Le ministère de l’Education attaqué en justice pour son partenariat avec Microsoft

Alors que le ministère de l’Education avait signé un accord avec Microsoft afin de bénéficier de formations gratuites et accès aux outils de bureautique développés par l’américain, 4 associations l’assignent en justice en mettant en avant un partenariat qui ne serait pas si gratuit que ça.

microsoft

Il en aura fallu du temps, mais il semble que l’Etat français est enfin compris l’importance de la présence du numérique aussi bien dans la législation française que dans l’éducation des futures générations, qui aura nécessairement besoin des outils informatiques.

Le projet de loi numérique a récemment été adopté en France, et la consultation des internautes sur celle-ci a eu un tel succès qu’elle pourrait se généraliser.
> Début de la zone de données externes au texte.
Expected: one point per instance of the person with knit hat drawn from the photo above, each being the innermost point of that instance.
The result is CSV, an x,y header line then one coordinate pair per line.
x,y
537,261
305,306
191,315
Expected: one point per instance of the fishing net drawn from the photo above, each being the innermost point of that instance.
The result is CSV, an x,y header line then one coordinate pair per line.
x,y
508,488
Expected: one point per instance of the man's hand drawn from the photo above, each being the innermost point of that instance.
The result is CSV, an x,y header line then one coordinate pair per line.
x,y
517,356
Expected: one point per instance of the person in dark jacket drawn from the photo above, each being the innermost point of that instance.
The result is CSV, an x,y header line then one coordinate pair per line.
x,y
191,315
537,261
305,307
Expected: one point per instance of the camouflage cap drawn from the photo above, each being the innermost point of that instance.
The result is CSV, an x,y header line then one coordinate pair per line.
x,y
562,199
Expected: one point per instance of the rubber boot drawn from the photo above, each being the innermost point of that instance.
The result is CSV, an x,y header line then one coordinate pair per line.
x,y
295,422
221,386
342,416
En marge de cela, le ministère de l’Education avait également signé un accord avec Microsoft pour faciliter l’accès au numérique des étudiants.
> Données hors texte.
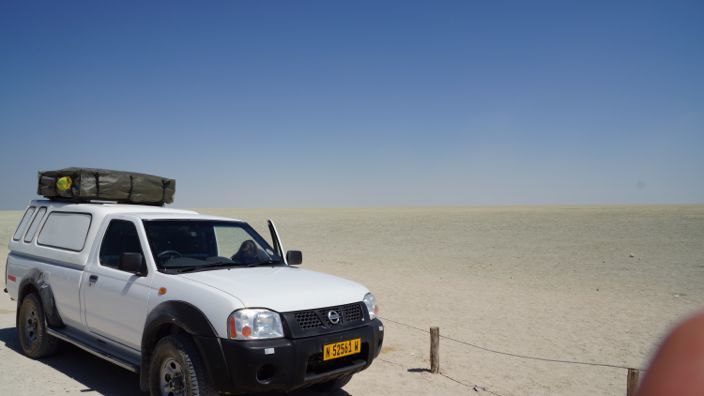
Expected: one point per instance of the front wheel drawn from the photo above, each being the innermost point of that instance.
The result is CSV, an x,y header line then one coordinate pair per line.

Cet accord stipulait que Microsoft offrirait l’accès gratuit à des formations pour les professeurs sur les divers outils bureautiques que le développeur offre, tandis qu’un accès à Office 365 Education serait offert aux établissements le souhaitant.
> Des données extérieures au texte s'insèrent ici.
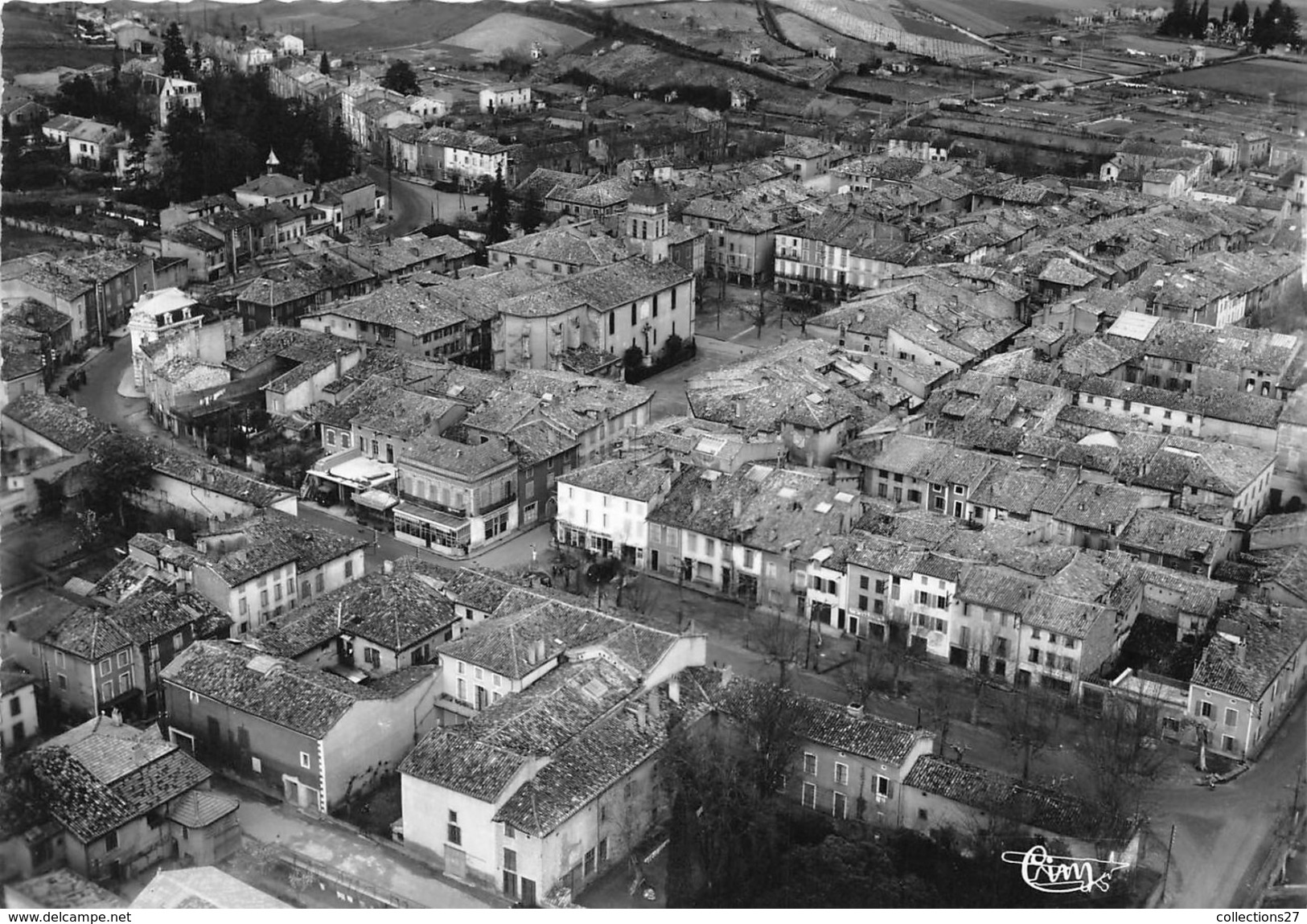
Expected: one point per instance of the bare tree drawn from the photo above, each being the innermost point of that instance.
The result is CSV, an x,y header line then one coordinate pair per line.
x,y
1124,762
986,647
725,781
757,313
1031,719
780,639
880,662
939,708
634,593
Un accord qui s’était attiré les foudres du Conseil National du Logiciel Libre et des associations PLOSS Rhône Alpes, La Mouette et ALDIL, qui avait tenté un recours au mois de janvier. Celui-ci n’ayant pas porté ses fruits, ces mêmes acteurs attaquent désormais le ministère de l’Education en justice.

La faute à un accord n’étant pas si gratuit que ça selon eux, comme le rapportent nos confrères de Next Inpact. En effet, l’américain présente cet accord comme un « investissement » de 13 millions d’euros, qui portera bien évidemment ses fruits dans le futur.

Les 4 acteurs préviennent que le développeur va « désormais pouvoir proposer ses produits et services de façon extrêmement privilégiée par rapport à ses concurrents, au moment même où le ministère de l’Éducation nationale lance le Plan Numérique à l’École, prévoyant ainsi un surcroit d’investissement dans ce secteur« .

Cet accord serait donc bien loin du don, mais irait dans le sens de la politique du service avant le bien que Microsoft a déjà lancé avec son Windows 10 gratuit. Il lui donnerait donc une position privilégiée au sein des organismes du gouvernement pour engendrer des revenus, quand ses concurrents n’ont pas eu la même chance.